The multi-volume work used engravings from “authentic pictures”. Of these, several were “after Holbein”. One, that of Thomas Howard, 3rd Duke of Norfolk, was indeed based on an authentic Holbein, while the (authentic) picture of the young King Edward VI could not possibly have been a Holbein because the artist had been dead for three years when it was painted. Other engravings were also based on authentic likenesses, like Thomas Cranmer after Gerlach Flicke and arguably even John Dudley, Duke of Northumberland, after an unknown master at Syon House.
A considerable number of the engravings, though, were based on portraits which are now – and have been for a long time – associated with other people than Edmund Lodge believed. For example, the plate purporting to show Ambrose Dudley, Earl of Warwick, is derived from a portrait of William Cecil, Lord Burghley, by Arnold van Bronckhorst from the Cecil family’s own collection. Another case is Lodge’s “Henry Grey, Duke of Suffolk”, which in reality is the above-mentioned NPG engraving showing Robert Dudley, Earl of Leicester. The costume alone could have made clear that Henry Grey (the father of Lady Jane Grey) had been dead for some 20 years when the original was painted; but of course the history of costume, like all other fields of history, was in its infancy in the early 19th century – and since it is intertwined with the correct dating of paintings there was still a long way to go.
If he was wrong about the sitter, Lodge at least attributed the original painting to Marcus Gheeraerts the Elder, an important portrait painter of Elizabeth’s court. Alas, Gheeraerts is no longer believed to be responsible for the NPG portrait of Robert Dudley. The wrong identification of Henry Grey, Duke of Suffolk, on the other hand, lives on: Eric Ives’ 2009 book Lady Jane Grey: A Tudor Mystery contains a plate inscribed,
Henry Grey, duke of Suffolk (engraving of lost portrait 1826)

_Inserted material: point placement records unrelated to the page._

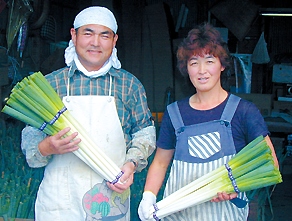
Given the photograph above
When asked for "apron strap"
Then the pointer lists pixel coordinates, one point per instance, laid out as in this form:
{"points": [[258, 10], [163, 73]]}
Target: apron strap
{"points": [[68, 83], [230, 108], [110, 87], [175, 117]]}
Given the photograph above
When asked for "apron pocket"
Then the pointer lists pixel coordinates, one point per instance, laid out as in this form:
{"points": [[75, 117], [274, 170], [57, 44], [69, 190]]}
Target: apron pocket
{"points": [[58, 196], [205, 145]]}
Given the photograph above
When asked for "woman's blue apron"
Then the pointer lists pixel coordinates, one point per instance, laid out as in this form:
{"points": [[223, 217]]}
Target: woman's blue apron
{"points": [[201, 148]]}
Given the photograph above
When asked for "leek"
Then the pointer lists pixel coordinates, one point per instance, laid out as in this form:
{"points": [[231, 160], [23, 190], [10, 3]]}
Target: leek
{"points": [[252, 168], [35, 102]]}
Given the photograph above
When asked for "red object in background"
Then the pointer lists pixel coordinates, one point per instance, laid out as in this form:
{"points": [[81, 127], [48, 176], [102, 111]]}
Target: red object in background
{"points": [[2, 5]]}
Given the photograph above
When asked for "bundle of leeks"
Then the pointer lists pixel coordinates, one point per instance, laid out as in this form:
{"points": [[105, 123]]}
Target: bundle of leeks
{"points": [[35, 102], [251, 168]]}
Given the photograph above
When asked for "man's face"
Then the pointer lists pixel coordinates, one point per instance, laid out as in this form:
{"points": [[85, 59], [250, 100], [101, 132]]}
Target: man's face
{"points": [[94, 45]]}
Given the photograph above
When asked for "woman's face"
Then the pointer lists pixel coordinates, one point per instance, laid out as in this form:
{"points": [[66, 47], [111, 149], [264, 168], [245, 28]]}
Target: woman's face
{"points": [[204, 72]]}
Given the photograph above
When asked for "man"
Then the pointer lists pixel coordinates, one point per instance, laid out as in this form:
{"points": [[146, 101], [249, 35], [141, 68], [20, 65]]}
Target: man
{"points": [[111, 105]]}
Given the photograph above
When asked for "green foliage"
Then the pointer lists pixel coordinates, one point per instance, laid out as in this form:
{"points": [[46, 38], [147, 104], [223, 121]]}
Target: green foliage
{"points": [[19, 182]]}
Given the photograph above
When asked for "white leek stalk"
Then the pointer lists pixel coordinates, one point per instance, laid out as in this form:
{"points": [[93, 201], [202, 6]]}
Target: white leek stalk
{"points": [[253, 168], [34, 101]]}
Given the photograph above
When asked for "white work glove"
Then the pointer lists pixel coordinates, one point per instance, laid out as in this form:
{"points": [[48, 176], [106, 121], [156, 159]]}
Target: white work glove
{"points": [[144, 207]]}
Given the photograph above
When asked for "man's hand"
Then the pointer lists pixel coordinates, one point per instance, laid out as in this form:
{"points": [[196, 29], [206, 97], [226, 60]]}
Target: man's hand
{"points": [[57, 145], [126, 180], [223, 196]]}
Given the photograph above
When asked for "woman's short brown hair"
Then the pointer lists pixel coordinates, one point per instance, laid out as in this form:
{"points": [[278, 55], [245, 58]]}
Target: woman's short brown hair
{"points": [[204, 39]]}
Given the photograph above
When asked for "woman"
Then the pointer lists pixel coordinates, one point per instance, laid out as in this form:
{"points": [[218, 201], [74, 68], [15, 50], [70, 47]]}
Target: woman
{"points": [[212, 112]]}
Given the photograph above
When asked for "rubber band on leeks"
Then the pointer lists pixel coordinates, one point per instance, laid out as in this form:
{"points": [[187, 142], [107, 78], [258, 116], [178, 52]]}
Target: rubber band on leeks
{"points": [[117, 177], [55, 118], [232, 178]]}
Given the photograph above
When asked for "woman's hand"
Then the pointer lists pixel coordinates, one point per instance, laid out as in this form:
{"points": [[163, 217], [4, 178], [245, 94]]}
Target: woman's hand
{"points": [[126, 180]]}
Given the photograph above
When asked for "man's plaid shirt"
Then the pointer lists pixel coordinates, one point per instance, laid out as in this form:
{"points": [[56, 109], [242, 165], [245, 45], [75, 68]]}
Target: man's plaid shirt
{"points": [[131, 103]]}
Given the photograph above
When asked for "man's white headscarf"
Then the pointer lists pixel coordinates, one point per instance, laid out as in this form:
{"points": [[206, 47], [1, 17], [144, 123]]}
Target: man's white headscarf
{"points": [[100, 16]]}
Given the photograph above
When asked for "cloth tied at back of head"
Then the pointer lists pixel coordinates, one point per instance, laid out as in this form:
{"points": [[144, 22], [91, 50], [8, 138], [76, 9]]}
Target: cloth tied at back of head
{"points": [[96, 15], [100, 16]]}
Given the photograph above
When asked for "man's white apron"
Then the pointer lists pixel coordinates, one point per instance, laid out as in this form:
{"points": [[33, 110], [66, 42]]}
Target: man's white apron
{"points": [[71, 190]]}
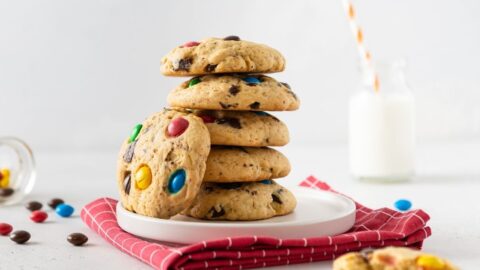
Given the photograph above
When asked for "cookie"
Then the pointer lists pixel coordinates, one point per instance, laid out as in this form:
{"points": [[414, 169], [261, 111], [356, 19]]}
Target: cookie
{"points": [[241, 201], [245, 164], [234, 92], [217, 55], [244, 128], [391, 258], [161, 165]]}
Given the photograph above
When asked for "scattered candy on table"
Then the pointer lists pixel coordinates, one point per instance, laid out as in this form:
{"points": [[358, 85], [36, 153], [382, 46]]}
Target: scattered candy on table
{"points": [[64, 210], [5, 228], [33, 205], [4, 178], [77, 239], [38, 216], [177, 127], [143, 177], [251, 80], [53, 203], [403, 205], [6, 192], [176, 181], [20, 237]]}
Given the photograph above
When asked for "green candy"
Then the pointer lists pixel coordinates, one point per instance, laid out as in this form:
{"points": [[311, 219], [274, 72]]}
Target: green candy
{"points": [[193, 81], [135, 132]]}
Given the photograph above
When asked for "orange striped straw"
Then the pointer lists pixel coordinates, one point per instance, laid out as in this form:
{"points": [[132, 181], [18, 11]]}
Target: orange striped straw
{"points": [[359, 38]]}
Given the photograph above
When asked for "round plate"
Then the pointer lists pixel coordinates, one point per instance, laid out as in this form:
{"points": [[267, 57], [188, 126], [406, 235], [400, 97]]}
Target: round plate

The engraving in question is another reproduction of NPG D41890 and thus shows, once again, the Earl of Leicester, who incidentally was the most often portrayed male person of Elizabethan England. The wrong plate was removed from Eric Ives’s book in the paperback edition; the looks of the Duke of Suffolk, sadly, will most likely remain unknown to us – no authentic likeness has been found so far.
Sources
http://www.archive.org/stream/illustriousperso02lodguoft#page/n65/mode/2up
http://www.npg.org.uk/collections/search/portrait/mw208505/Robert-Dudley-1st-Earl-of-Leicester
http://www.npg.org.uk/collections/search/portrait/mw03853/Robert-Dudley-1st-Earl-of-Leicester
Hearn, Karen (ed.) (1995): Dynasties: Painting in Tudor and Jacobean England 1530–1630. Rizzoli.
Ives, Eric (2009): Lady Jane Grey: A Tudor Mystery. Wiley-Blackwell.
Hello, super interesting!!! Great info!!!!
Well spotted, and thanks for sharing. I’ll be on the lookout for things like this now!